Entranha-se, sem razão, essa declaração destampada, já que a vida do presidente jamais deixou de louvar a tortura política, ou a pregação de uma guerra civil, se chegasse à presidência, na qual mataria trinta mil, sob o pretexto de inaugurar com sangue a salvação do país. Este mesmo país, que ele está desossando, vendendo rapidamente o que pode,dizendo que a ditadura militar foi benéfica à restauração democrática. Não esconde a sua ligação umbilical com o maior torturador brasileiro, já falecido.
Cultivemos a irmandade afro-brasileira, como irmandade.
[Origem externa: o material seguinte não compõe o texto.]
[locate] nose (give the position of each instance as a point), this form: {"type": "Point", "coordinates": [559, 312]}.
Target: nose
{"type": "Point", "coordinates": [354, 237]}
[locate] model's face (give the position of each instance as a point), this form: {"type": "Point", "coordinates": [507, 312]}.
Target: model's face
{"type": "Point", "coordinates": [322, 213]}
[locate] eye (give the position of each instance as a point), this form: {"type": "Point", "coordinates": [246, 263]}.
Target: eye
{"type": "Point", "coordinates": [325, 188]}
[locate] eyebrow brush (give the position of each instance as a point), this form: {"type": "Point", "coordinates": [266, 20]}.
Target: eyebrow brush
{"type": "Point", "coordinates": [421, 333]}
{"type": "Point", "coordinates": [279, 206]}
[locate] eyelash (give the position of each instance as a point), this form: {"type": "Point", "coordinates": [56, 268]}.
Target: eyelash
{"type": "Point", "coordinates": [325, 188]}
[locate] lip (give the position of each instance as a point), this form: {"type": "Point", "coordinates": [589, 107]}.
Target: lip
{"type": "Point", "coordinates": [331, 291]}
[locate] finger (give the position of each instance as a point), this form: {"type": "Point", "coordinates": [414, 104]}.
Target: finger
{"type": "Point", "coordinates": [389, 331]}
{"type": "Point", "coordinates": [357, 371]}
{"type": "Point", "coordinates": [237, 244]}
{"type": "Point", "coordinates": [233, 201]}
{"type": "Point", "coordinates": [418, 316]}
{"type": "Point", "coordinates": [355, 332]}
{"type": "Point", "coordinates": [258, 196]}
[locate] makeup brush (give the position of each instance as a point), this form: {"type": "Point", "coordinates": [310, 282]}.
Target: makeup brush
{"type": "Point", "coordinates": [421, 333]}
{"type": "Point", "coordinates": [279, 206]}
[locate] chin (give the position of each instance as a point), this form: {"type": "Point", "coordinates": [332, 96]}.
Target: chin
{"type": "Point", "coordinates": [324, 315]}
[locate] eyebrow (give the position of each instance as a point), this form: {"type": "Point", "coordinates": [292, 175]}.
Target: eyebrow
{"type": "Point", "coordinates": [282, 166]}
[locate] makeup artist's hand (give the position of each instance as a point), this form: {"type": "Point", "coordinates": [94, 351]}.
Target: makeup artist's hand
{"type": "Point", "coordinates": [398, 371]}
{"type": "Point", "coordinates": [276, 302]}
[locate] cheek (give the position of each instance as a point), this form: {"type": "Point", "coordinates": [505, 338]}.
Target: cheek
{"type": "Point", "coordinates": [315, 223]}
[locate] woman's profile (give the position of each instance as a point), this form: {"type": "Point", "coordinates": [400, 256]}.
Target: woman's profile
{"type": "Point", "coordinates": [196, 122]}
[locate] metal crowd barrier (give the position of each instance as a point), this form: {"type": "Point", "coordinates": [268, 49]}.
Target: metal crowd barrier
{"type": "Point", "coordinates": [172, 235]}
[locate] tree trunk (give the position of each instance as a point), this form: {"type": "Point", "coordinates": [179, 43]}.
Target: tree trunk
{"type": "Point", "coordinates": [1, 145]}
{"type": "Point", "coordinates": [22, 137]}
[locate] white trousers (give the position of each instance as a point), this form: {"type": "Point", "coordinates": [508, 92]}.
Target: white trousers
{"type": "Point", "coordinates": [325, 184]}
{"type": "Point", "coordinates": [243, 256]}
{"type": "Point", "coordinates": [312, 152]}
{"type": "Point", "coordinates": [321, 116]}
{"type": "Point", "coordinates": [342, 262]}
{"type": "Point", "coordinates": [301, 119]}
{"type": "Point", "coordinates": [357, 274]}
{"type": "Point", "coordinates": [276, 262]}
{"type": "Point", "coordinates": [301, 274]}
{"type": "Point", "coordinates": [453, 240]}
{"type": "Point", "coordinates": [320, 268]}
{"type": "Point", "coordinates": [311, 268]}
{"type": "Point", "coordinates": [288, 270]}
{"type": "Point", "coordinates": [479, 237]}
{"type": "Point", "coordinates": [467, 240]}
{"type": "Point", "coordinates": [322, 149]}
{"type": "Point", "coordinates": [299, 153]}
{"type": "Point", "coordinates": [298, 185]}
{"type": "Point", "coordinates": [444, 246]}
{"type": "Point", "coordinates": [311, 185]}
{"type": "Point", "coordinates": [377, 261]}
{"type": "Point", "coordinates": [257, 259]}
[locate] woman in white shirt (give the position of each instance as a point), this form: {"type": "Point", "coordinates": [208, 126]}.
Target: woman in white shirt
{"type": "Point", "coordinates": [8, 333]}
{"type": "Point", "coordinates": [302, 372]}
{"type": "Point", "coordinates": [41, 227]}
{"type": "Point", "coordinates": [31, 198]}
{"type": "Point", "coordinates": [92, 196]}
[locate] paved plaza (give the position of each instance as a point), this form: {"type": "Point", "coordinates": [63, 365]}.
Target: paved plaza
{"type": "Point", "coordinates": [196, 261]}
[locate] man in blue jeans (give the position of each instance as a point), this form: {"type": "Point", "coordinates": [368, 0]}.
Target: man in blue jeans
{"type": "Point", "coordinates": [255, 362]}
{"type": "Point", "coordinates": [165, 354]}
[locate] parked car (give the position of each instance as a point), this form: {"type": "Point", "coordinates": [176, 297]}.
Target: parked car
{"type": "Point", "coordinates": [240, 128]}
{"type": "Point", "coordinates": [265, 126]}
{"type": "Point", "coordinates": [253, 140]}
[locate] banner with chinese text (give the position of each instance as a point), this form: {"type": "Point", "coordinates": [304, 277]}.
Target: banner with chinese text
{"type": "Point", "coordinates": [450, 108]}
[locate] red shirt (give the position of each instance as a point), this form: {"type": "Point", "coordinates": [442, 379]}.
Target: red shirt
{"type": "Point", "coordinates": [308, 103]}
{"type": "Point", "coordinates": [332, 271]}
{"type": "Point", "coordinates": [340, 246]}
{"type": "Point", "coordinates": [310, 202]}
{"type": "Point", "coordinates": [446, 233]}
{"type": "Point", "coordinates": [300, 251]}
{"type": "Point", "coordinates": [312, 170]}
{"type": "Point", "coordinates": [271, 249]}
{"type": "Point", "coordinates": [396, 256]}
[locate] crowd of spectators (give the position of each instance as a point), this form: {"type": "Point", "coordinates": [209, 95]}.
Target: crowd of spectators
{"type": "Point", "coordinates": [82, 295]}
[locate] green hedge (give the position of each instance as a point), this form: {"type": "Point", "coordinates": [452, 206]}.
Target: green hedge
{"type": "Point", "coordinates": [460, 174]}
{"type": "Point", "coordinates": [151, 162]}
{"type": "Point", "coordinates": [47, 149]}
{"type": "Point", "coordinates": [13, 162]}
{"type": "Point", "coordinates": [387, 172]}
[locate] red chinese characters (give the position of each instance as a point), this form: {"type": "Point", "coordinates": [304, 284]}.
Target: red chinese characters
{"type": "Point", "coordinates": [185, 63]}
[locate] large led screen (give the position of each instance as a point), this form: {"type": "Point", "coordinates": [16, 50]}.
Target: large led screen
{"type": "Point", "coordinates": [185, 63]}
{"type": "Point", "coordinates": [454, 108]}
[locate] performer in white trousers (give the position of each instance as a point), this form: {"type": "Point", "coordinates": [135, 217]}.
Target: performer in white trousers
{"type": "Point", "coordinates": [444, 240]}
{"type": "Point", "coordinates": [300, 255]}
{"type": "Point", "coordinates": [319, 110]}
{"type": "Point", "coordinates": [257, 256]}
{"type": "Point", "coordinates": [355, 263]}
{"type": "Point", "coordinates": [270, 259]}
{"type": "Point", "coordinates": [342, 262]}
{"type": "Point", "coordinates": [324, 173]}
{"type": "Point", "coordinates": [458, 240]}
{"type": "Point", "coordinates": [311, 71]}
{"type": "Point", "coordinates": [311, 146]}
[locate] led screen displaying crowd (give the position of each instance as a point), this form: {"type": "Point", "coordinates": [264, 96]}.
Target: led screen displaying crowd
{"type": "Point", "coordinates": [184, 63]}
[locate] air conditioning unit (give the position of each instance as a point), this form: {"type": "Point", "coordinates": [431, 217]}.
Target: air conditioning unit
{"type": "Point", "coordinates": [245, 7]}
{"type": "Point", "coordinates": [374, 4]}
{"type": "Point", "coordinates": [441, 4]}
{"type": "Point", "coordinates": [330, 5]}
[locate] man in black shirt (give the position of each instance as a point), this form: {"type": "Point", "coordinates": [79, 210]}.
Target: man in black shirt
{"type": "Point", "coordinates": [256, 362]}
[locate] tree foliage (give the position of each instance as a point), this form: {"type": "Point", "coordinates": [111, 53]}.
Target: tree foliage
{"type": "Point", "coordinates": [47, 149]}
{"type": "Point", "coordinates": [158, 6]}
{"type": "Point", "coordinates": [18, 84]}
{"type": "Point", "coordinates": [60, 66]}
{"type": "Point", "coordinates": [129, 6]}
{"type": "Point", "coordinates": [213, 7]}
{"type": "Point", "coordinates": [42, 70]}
E também porque ela está na confluência de nossa formação étnica, misturada, natural e criativamente, na cultura, nas artes, no esporte e na vida da social do país, fazendo e esperando com que esse patrimônio comum converta-se, efetivamente, em armas contra os muros da discriminação e da imobilidade de seus descendentes, para elevá-los ao patamar da igualdade.
É uma questão de justiça histórica e nós parecemos querer continuar a viver “com o preconceito de que não temos preconceito”, ressaltado mesmo com o choque elétrico da morte de João Alberto Silveira Freitas,no supermercado lá de Porto Alegre, que trouxe ao olhar televisivo e aos ouvidos descansados, o mero sinal do que acontece diariamente no Brasil, contra negros, mestiços e pardos, como preferentes da violência, que mata ou que prende.
Sempre é bom recordar e repetir, sempre, o cântico do fascismo espanhol, já que ele serve de parâmetro para se compreender a mentalidade vigorante do racismo estrutural e compreender a opinião de qualquer pessoa e também a do chefe de plantão:
“Abaixo a inteligência! Viva a morte!”.